Wednesday, March 5, 2014

Miscellaneous, Strange Happenings in Pharsalia, 1864

Strange Doings in Pharsalia
Chenango Union, June 1, 1864
 
We have been furnished from a respectable source with a few particulars of some strange doings that have recently taken place in the town of Pharsalia, this county [Chenango Co., NY], which we think are worth relating for the benefit of the public.
 
Mrs. Sanford Dudley, whose husband has had the misfortune on several occasions to "come in collision with the laws," sometime in April last returned to Pharsalia after a short absence, bringing with her a bright, smart-looking girl, about sixteen years of age.  Mrs. Dudley, it is reported, soon after pointed out to the girl a farm belonging to Mr. Joseph Rathbone, one of the neighbors, and occupied by him, telling her it belonged to her son Enoch, who was about to take possession, and that Rathbone was going to move off.  This was clearly said with a view of working the young man into the good graces of the girl, the old woman being ambitious to make for her hopeful son a good match.  The maneuvering of the "managing mamma" in this instance, as in many others, was crowned with complete success.  Not long after settling Enoch up as a landholder, Mrs. Dudley went in person after Elder Lawton, of the same town, to come and tie the knot that was to make the loving twain one.  The Elder came, and though he had his suspicions excited by something strange in the affair, they were not sufficiently aroused to prevent his doing the job.  When he asked if any one had any objections to the marriage taking place, it is stated that Mrs. Dudley answered that none of the girl's friends were there to object, and if they were they wouldn't.
 
A few days after the ceremony, almost before the honeymoon had begun to wane, the bride, like another Pauline questioning Claude Melnotte, began to manifest anxiety concerning her future home.  What she wanted to know was, in plain prose, when Rathbone was going to move off the farm, so that they could go to keeping house.  It was then that the trick of the ambitious mother-in-law came out; it was then for the first time that Enoch became aware that he was supposed to be the possessor of broad acres, and all the hereditaments and appurtenances thereunto belonging.  As soon as the bride learned the true state of the case, though so complying before, she flew into a terrible passion, and vowed that with Enoch she would live no longer!
 
And Enoch!  What of him?  Did he suffer?  Did he weep?  Did he rave?  Was he distraught with hopes blasted, love scorned, the world's mockery, and the hard fate of a breaking heart?  Oh, no; but with a cruelty more refined and less bloody than Bluebeard's but equally severe, he sold his young and disconsolate bride--sold her truly and in fact for six shilling to an old man of sixty, named Ellsworth!  This transaction is not supposed to have been exactly legal, as it lacked one of Old Abe's internal revenue stamps to make it good; but the wife resisted it, to her honor be it said, on higher and better grounds than that.  Though guarded through the night by the vendor on one side of her couch, and the vendee on the other, she resolutely refused to be transferred according to the contract.  In the morning, the old man, weary with watching, and perhaps disgusted with the freaks of women, sold her back to the husband at an advance of twenty-five cents--sold her for one dollar--a speculation that partly consoled him for being fruitlessly broken of his night's rest.  But this little transaction also lacked the formality of a revenue stamp, and therefore probably could not be enforced in law.
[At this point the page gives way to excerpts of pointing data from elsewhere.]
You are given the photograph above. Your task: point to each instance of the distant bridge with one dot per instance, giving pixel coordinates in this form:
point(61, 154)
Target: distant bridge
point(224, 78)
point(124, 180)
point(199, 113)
The girl moreover refused to be turned over in this instance any more than in the other, and with such of her scuses as she could conveniently gather up, left the Dudleys and took up her abode with Nuck Burrows, of the same locality, where she yet remains.  Nuck is a gentleman of the Jemmy Twitcher style, and has heretofore dealt largely in articles belonging to other people, and has served the State one term in a certain institution at Auburn.  In going form Dudley's to Burrows', therefore, she hardly improved the moral atmosphere by which she was surrounded at the former place. 
 
Now for the unfortunate girl.  There is something mysterious in her coming to Pharsalia in company with the Dudleys, who, as may be supposed, are a hard set.  It is also not a little singular that Mrs. Dudley, unless there is something in the girl's condition in life to account for it, should have manifested so much interest in having her marry her (Mrs. D's) son, who is yet but a boy.  Her name is stated to have been Bates, and it is given out that she is from Brookfield, Madison county; but the girl intimates that that is not her name, and that she has been stolen.  After the marriage she wanted her husband to take her home to get her clothes, but Mrs. Dudley insisted that she hadn't any.  In person she is rather large and fleshy, and seems possessed of ordinary intelligence, though her conduct is wholly at variance with any such idea.  In some respects she is not unlike the Esther Parks of Madison county, who disappeared about the time this girl came to Pharsalia, and who is stated to be crazy, though her insanity is not always easy to detect.  We should not be surprised to learn that they are one and the same person  Our informant states that she now professes the desire to kill herself, and begs of those who see her to get her poison for that purpose.  Taken all together, it is a strange case.